Analysis from the University of East Anglia (UEA) shows a change in trend. The largest fire source It is no longer in the tropical forestssuch as those in the Amazon, where deforestation and agricultural uses have caused a decrease in ignitions. Now the main victims of the flames are in the forests of North America and Eurasia, where they have tripled between 2001 and 2023.
«Surprising changes are taking place in the global fire geographywhich are mainly explained by the increasing impacts of climate change on the world’s boreal forests,” says the study’s lead author, Matthew Jones. The global increase in temperatures has generated extraordinary conditions for fire in these forests, with heat waves, lower soil humidity and greater productivity of the vegetation, which serves as fuel.

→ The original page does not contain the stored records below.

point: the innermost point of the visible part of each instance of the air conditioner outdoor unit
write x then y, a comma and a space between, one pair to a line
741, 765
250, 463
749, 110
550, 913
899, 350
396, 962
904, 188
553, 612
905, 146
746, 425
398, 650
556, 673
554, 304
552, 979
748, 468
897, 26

To demonstrate that not only the extension has grown but also that the intensity of the fire has been increasing, the authors calculated the burning rate of carbon, which shows the amount of carbon emitted per unit area burned. The figures reflect an increase of almost 50% in forests around the world.
Climate strategy
Forests are considered ‘carbon stores’ and are an asset, through reforestation, in the fight against climate change. They capture carbon dioxide, ‘take’ it out of the atmosphere and retain it in the earth, thereby preventing the gases from overheating the planet. Therefore, the study points out, detecting the global increase in fires “is a warning of the growing vulnerability of forest carbon reserves” and poses “a great challenge” in the fight against climate change.
Ultimately, the success of these climate plans depends on carbon being stored in forests permanently, but fires release that CO2 back into the atmosphere. Today the fires in these extratropical regions like North America are already emitting 500 million more tons of CO2 than two decades ago.
“Our work shows that fires are increasingly occurring where we don’t want them to occur: in forests, where they pose the greatest threat to people and vital carbon stores,” says Jones.